Both Arizona and California are late on their ACFRs this year, said Richard Ciccarone, president emeritus of Merritt Research Services, an Investortools company, who has been conducting research into the issue since 2007.

Information provided in the ACFRs can bring fiscal distress to light sooner, rather than later, Ciccarone said.

Nevada produced its fiscal 2021 ACFR in June 2022.

"They have been increasingly late," Ciccarone said. "In 2019, it was 215 days late, 325 days late in 2020, 345 days late in 2021, and this year it's already more than 400 days late; only unaudited financial documents have been provided for fiscal year 2022."

California has been producing the ACFR increasingly later since it launched its FI$CAL system, an electronic filing system.

"I am wondering if California is setting a bad standard out there, because its late ACFR has not hurt its pricing, nor has it affected its ratings," Ciccarone said.

The rating agencies usually highlight late ACFRs as a concern in rating reports.

"It is significant to have them," Krop said. "Though with the states, we are getting monthly reporting and budgetary reporting, so we feel comfortable when the audit is produced — that information we have been receiving all along will wind up in that."

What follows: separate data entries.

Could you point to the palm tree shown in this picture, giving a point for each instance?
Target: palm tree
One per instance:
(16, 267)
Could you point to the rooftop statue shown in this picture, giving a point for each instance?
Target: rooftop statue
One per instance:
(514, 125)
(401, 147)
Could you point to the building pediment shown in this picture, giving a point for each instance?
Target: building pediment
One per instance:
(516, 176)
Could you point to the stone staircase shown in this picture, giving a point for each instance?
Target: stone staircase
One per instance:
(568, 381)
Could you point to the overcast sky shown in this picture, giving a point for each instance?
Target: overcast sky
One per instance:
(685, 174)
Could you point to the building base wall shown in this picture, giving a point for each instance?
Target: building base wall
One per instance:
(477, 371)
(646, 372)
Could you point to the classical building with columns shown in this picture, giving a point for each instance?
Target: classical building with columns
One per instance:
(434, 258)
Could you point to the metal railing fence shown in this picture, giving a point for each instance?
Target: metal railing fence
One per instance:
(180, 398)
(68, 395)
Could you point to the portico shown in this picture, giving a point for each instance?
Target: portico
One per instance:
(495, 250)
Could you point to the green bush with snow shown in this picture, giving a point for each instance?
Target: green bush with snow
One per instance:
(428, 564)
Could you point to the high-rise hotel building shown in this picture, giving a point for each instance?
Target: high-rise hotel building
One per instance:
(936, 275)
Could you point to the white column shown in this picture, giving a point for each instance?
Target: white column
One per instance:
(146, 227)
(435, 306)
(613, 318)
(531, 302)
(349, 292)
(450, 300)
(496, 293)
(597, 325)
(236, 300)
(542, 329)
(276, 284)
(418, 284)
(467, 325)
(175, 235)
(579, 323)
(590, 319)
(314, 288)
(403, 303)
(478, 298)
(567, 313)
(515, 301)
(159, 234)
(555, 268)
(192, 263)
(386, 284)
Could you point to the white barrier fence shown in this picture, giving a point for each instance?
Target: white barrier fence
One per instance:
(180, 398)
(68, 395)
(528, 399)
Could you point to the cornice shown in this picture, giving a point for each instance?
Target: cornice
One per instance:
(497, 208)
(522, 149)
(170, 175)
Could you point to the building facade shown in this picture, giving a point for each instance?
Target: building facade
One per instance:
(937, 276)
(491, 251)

The audits, however, do have a lot of useful information that "we like to have about liabilities," Krop said. "We tend on finance to use budgetary and revenue information, because it's more forward looking, but we do use the audit's management discussion and liabilities to rate issuers, so we do like to have that in hand."

Nevada's economy has been strong and the state tends to have bond reserves that are several times what is required.

"They levy a property tax that pays for debt service," Krop said. "And they keep a reserve of six months of debt service, but it has typically been more than that, like a years' worth of debt service."

"Their long-term liabilities are low — not the lowest of the states — but they are pretty low," Krop said.

Nevada had also planned $60 million of competitive sales Thursday to refund certificates of participation. Based on market conditions, the deal was canceled, said John Peterson of municipal advisor JNA.

Municipal bond yields have been rising for weeks.